Prof. T. Debey Sayndee, who was in charge of the panel discussion, thanked the people on the panel and the people in the audience for their active participation and honest thoughts and suggestions.
He asked those who did not have the chance to express their views to send them to the organizing committee of the National Unification Day. “These views will be compiled as points of action to deal with the drugs issue,” Prof. Sayndee noted.
In closing remarks, the chief organizer of the program and founder of the Better Future Foundation, Rev. Augustine S. Arkoi, said, “We value your time committed here today.”

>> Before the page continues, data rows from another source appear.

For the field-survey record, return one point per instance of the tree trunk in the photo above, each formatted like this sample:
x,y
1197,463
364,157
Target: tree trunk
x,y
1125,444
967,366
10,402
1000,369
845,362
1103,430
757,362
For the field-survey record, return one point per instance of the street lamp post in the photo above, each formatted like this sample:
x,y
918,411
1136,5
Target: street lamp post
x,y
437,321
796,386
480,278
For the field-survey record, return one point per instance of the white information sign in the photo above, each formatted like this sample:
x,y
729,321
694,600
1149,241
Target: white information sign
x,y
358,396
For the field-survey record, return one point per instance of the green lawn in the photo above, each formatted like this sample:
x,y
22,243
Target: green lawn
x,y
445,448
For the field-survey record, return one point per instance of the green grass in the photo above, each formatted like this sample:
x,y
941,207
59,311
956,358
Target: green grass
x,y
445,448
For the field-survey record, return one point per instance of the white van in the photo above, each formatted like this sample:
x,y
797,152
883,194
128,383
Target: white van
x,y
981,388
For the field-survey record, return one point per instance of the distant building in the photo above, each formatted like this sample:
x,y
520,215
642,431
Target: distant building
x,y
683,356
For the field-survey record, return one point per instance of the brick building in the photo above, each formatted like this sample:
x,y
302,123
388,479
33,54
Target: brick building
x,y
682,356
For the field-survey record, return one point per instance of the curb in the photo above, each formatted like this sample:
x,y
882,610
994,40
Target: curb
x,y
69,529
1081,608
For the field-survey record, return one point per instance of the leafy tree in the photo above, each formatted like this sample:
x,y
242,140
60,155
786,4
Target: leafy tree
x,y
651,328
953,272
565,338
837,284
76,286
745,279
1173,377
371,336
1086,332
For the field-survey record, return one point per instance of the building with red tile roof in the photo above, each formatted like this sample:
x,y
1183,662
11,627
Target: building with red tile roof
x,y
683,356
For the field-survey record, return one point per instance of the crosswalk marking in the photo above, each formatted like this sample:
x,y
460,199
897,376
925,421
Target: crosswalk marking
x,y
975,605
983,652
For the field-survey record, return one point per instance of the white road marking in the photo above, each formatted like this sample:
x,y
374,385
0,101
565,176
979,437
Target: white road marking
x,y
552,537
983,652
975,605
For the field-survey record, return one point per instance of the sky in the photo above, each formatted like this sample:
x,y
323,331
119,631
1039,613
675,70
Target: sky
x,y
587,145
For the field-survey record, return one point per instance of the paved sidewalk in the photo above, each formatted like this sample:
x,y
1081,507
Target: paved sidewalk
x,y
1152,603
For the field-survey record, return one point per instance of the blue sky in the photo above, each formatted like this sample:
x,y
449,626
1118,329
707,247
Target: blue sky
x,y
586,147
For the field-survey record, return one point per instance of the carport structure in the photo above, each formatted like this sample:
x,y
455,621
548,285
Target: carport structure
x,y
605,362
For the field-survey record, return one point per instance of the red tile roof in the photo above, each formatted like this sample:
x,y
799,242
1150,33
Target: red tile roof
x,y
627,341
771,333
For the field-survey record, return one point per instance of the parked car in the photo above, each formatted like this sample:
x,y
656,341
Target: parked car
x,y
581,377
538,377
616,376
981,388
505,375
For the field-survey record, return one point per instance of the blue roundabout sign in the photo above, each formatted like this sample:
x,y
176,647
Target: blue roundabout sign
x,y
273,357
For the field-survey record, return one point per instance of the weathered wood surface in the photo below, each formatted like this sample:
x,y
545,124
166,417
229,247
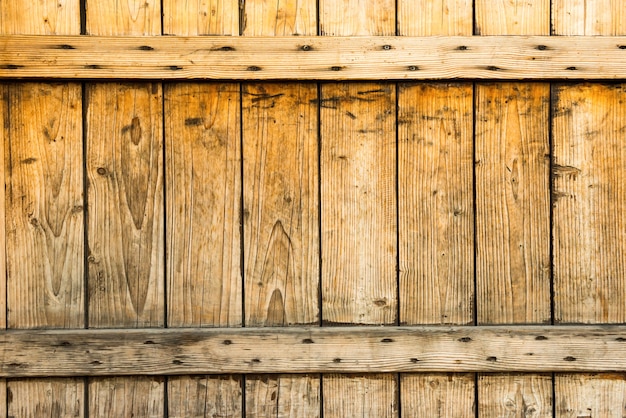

“Let me re-echo the sentiments of our senior citizen, Madam Olubanke King-Akerele. We cherish the presence of our ECOWAS citizens in this gathering. “It is evidence to show that we are one people under ECOWAS. “
He thanked the Kofi Annan Institute for Conflict Transformation of the UL for technical support and collaboration, and the Beyond Law Chambers in Monrovia for providing lunch and feeding support for the program.
The Chairman of the Board of Directors of the Better Future Foundation (BFF) and the Managing Partner of the Beyond Law Chambers (BLC), Cllr. Mark M. M. Marvey, gave the final closing remarks. He urged Liberians to muster courage and to form networks to fight the scourge of drug proliferation in Liberia.
“National Unification Day is a central norm to national development and the pursuit of happiness,” Cllr. Marvey said.
He called for more such programs to keep the debate on burning issues and cementing ties alive in the nation.
Better Future Foundation (BFF) is a civil society organization dedicated to the postwar reconstruction and development of Liberia. BFF’s mission primarily involves initiating programs and activities aimed at promoting socio-economic, educational, international cultural understanding and cooperation.